Three experts who fit that description agreed the bullets could not have come from the .38 revolver Hinton supposedly used. Yet the district attorney refused to reconsider Hinton’s conviction. Things dragged on for 12 more years until a unanimous U.S. Supreme Court decision forced the Alabama court system to grant Hinton a new trial. Even then, prosecutors dragged their heels as long as they could before finally admitting they didn’t have a case.
Hinton has written a memoir, “The Sun Does Shine,” that was picked for Oprah’s Book Club. He said he believes he has a moral obligation to share the truth about what happened to him.
Stevenson also authored a memoir, “Just Mercy,” which was made into a 2019 movie starring Michael B. Jordan.

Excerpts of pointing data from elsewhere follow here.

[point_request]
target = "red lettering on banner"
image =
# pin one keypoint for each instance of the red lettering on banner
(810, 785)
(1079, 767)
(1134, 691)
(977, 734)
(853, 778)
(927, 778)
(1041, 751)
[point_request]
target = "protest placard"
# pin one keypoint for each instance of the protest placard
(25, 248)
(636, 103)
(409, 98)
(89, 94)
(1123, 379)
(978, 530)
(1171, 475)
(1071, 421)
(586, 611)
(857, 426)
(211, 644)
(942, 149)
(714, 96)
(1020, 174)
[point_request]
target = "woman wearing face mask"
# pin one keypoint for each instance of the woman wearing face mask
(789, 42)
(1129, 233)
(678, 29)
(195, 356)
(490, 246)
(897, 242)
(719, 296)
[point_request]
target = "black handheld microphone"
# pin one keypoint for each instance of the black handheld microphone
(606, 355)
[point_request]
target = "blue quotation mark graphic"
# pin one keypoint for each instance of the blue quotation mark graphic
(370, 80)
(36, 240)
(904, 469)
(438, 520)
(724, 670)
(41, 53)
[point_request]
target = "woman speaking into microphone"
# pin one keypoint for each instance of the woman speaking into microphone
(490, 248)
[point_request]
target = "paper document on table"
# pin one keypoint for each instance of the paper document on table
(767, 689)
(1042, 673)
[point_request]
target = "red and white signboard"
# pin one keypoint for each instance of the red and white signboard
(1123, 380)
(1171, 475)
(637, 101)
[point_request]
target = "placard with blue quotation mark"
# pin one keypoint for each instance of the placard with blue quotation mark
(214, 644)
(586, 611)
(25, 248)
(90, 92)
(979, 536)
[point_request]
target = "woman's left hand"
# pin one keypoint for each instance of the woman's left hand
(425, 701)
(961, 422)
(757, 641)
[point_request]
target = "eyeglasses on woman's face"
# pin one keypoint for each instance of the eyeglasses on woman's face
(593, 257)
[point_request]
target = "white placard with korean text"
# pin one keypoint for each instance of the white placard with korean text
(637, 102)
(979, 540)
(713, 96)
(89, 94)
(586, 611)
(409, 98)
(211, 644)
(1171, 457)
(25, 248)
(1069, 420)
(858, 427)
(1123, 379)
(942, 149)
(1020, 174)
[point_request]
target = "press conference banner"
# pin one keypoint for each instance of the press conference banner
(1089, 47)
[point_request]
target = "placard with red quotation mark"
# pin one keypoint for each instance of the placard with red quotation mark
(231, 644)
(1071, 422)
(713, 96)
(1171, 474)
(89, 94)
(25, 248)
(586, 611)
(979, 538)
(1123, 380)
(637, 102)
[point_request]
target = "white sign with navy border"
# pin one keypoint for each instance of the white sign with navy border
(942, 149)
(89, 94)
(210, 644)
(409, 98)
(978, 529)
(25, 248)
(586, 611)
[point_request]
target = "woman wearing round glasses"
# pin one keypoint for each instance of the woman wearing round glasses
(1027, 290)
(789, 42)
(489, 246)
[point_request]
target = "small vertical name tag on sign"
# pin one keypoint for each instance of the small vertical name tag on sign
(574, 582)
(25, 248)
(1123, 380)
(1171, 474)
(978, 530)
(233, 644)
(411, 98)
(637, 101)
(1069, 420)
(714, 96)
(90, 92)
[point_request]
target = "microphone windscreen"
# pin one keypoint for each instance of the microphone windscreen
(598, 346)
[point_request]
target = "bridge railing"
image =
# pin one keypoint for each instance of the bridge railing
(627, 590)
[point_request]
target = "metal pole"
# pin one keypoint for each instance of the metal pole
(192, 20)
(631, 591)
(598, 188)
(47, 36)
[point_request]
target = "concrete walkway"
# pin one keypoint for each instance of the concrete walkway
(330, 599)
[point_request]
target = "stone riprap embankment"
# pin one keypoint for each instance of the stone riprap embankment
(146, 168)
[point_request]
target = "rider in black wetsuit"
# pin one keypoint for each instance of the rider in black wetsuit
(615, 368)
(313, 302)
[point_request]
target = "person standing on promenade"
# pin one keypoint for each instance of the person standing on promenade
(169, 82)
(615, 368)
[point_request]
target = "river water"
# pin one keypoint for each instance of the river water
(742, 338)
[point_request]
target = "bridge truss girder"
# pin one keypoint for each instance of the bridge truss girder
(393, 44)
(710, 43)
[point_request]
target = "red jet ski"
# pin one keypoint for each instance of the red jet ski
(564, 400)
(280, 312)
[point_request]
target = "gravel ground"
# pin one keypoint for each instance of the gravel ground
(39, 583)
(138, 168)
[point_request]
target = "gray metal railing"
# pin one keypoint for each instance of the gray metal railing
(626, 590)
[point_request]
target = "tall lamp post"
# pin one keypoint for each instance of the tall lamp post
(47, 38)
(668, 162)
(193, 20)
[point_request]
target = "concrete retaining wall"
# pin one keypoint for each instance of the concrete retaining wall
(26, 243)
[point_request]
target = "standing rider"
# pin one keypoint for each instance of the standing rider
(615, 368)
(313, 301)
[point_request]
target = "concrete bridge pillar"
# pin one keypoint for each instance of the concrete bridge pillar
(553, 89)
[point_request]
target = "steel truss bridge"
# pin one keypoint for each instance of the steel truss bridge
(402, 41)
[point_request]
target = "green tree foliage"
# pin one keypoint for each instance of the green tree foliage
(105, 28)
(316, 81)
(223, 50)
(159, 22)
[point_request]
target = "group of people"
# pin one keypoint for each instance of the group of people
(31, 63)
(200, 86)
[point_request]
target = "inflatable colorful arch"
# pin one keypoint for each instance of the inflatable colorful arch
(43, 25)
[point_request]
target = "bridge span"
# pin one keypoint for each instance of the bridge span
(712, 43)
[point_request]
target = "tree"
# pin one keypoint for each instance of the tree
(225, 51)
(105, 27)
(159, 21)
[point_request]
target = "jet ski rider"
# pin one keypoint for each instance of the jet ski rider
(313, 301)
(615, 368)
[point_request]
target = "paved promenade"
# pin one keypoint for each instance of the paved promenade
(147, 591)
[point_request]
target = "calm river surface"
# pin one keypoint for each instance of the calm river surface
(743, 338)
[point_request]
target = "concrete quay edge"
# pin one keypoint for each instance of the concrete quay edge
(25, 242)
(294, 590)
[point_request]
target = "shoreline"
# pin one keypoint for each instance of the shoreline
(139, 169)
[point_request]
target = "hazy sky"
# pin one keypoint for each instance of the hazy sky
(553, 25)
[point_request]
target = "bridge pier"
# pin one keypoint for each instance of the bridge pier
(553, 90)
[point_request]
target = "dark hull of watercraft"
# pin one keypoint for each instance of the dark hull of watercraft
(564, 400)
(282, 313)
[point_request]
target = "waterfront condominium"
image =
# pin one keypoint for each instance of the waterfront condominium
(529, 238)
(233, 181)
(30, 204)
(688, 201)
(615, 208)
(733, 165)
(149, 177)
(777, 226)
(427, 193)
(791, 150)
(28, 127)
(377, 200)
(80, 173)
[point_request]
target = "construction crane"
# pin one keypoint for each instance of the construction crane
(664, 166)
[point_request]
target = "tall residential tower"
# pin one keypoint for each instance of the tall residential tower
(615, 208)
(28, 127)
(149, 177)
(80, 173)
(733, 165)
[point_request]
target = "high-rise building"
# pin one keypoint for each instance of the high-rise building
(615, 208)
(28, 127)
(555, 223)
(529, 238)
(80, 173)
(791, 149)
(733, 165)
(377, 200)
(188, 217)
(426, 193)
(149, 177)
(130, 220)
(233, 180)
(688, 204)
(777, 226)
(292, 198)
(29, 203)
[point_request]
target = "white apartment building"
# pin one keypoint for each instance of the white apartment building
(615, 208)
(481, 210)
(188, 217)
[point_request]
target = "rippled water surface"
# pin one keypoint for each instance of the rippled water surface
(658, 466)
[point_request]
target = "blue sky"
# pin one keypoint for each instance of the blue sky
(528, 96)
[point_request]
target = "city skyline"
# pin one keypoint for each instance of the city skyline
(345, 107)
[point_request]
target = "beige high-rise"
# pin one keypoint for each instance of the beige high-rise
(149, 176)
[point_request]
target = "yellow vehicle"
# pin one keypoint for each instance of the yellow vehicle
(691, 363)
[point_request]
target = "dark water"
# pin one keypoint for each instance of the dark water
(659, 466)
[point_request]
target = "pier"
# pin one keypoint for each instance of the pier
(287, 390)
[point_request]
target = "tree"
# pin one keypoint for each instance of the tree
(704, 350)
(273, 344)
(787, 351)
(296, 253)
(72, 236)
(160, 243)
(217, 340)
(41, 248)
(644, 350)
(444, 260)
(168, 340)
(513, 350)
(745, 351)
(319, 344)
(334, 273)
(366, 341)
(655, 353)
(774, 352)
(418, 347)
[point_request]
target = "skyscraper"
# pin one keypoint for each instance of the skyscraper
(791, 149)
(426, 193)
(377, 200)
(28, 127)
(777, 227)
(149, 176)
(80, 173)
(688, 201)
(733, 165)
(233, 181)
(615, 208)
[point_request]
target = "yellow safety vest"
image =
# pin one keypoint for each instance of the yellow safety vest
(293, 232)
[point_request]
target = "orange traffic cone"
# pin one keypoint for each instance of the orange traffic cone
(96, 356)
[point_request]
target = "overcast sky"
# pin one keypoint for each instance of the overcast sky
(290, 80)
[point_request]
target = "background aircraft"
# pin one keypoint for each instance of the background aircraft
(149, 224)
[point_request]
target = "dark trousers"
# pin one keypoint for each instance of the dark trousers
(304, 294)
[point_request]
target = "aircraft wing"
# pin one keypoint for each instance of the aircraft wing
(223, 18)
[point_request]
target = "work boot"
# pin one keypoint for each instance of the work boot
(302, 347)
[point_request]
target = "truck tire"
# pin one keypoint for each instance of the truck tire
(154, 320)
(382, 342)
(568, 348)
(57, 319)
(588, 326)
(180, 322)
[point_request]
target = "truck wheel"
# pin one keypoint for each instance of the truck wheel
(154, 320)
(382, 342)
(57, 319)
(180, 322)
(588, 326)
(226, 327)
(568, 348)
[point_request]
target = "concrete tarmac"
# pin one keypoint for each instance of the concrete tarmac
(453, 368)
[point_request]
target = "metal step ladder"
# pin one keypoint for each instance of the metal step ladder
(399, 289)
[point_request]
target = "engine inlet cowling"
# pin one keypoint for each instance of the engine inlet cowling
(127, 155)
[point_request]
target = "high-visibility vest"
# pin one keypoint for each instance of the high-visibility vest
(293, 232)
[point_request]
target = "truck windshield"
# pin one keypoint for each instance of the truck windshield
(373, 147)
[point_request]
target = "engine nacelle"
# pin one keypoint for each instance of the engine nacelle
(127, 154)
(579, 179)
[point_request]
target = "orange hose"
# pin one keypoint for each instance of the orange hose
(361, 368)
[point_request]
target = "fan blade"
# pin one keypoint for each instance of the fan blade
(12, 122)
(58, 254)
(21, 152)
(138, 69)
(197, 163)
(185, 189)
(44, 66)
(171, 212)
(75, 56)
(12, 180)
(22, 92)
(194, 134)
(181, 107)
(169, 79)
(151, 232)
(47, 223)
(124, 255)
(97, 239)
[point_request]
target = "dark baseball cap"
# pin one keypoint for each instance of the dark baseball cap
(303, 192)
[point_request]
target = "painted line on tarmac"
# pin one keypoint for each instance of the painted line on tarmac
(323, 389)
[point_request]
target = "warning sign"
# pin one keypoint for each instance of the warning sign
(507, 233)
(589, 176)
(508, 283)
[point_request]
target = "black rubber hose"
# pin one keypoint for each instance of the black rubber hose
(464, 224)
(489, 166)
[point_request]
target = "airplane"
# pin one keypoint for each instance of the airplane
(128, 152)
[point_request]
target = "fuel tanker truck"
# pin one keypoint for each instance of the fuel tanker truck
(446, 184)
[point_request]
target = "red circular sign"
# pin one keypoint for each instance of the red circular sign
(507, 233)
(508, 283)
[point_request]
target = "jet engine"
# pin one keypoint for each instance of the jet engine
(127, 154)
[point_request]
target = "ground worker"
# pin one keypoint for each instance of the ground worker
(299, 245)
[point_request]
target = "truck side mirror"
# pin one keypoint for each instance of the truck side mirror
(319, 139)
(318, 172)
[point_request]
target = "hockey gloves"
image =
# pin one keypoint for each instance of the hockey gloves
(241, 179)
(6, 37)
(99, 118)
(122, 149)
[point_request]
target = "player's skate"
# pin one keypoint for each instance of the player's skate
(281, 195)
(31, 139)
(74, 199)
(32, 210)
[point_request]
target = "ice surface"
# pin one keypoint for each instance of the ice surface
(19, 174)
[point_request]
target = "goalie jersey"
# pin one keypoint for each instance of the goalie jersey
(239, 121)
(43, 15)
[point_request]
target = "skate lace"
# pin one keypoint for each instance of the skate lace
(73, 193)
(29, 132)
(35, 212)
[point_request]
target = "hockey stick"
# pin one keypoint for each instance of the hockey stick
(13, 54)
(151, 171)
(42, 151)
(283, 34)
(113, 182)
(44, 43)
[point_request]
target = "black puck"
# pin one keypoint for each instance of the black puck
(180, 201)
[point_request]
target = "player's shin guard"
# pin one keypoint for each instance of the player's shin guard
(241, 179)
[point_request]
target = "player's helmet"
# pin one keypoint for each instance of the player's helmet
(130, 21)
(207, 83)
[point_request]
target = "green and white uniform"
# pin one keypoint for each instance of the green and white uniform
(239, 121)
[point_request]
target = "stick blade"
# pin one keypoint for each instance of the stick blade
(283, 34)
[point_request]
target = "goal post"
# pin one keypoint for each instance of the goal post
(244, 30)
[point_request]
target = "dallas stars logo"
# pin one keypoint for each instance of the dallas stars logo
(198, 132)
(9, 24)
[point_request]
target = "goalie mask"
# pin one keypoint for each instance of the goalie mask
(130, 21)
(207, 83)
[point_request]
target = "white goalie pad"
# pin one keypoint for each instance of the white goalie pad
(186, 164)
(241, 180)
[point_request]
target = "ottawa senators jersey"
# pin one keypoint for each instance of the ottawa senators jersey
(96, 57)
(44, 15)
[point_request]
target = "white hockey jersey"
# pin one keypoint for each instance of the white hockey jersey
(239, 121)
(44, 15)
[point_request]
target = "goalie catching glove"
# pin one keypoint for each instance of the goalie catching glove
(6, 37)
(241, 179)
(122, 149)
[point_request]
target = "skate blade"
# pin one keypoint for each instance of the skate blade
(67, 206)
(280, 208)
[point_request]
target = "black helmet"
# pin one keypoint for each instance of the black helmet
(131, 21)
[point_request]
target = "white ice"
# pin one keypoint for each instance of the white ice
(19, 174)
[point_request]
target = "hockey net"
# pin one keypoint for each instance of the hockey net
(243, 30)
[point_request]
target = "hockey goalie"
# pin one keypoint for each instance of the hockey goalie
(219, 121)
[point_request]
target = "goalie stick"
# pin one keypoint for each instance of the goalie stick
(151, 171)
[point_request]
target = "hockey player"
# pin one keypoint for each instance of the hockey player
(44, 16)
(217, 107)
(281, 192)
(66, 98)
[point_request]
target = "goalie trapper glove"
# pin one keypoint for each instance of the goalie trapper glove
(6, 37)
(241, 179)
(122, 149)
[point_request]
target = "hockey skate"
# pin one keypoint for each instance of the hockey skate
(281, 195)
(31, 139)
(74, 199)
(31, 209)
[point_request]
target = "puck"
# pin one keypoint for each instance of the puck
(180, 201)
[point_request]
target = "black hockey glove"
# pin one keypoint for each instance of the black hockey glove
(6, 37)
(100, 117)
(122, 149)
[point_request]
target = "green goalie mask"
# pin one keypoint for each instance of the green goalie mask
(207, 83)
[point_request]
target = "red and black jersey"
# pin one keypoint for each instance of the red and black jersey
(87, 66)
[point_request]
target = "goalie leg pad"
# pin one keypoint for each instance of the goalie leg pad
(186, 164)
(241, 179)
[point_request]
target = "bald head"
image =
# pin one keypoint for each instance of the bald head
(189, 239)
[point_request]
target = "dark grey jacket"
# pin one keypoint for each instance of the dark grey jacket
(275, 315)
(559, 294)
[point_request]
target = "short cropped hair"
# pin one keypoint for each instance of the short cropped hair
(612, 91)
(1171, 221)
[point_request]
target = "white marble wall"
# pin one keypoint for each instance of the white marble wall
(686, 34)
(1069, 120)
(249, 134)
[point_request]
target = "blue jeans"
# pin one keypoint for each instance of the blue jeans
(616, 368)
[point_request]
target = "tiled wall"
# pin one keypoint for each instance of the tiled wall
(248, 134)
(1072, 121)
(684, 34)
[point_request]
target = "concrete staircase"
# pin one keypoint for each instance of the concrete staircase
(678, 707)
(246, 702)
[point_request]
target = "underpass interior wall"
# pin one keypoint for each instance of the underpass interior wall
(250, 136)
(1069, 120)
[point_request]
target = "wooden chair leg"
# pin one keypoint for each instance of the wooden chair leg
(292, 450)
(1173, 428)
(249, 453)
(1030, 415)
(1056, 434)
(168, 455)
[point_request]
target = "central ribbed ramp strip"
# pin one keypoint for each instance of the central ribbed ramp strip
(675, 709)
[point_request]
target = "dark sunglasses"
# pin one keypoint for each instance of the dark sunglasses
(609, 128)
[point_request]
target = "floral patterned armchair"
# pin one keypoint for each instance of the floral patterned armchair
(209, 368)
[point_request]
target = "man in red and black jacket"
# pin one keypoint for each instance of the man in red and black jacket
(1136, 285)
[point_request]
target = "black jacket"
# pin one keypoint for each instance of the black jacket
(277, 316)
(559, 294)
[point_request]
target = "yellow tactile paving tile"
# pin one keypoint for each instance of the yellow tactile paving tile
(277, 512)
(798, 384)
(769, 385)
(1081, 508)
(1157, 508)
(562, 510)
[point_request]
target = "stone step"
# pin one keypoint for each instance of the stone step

Hinton is a character in it, played by O’Shea Jackson Jr.
Pennsylvania has 128 inmates on Death Row, the seventh most in the U.S., according to the Death Penalty Information Center. Unlike other states, it has only executed three people in the modern death penalty era, the most recent in 1999.
Gov. Tom Wolf maintained a death penalty moratorium throughout his two terms. Governor-elect Josh Shapiro, who previously supported the death penalty in limited circumstances, now says he supports abolishing it.
Since 1973, 190 Death Row inmates have been exonerated, the Death Penalty Information Center says. Multiple studies have found that the death penalty is imposed more frequently when victims are White and when defendants are not.
It’s time for Americans to have an honest conversation about race and the justice system, Hinton said. Moreover, he said, it’s unconscionable for a justice system to make so many errors in imposing the ultimate punishment, Hinton said: “All of us should be ashamed.”
He said he struggles every day with the emotional pain from what he endured. But while it rankles him that no one responsible for his wrongful imprisonment has ever apologized, he said he has forgiven them.
“I was condemned, yet I still have love in my heart. … You can do the same,” he said.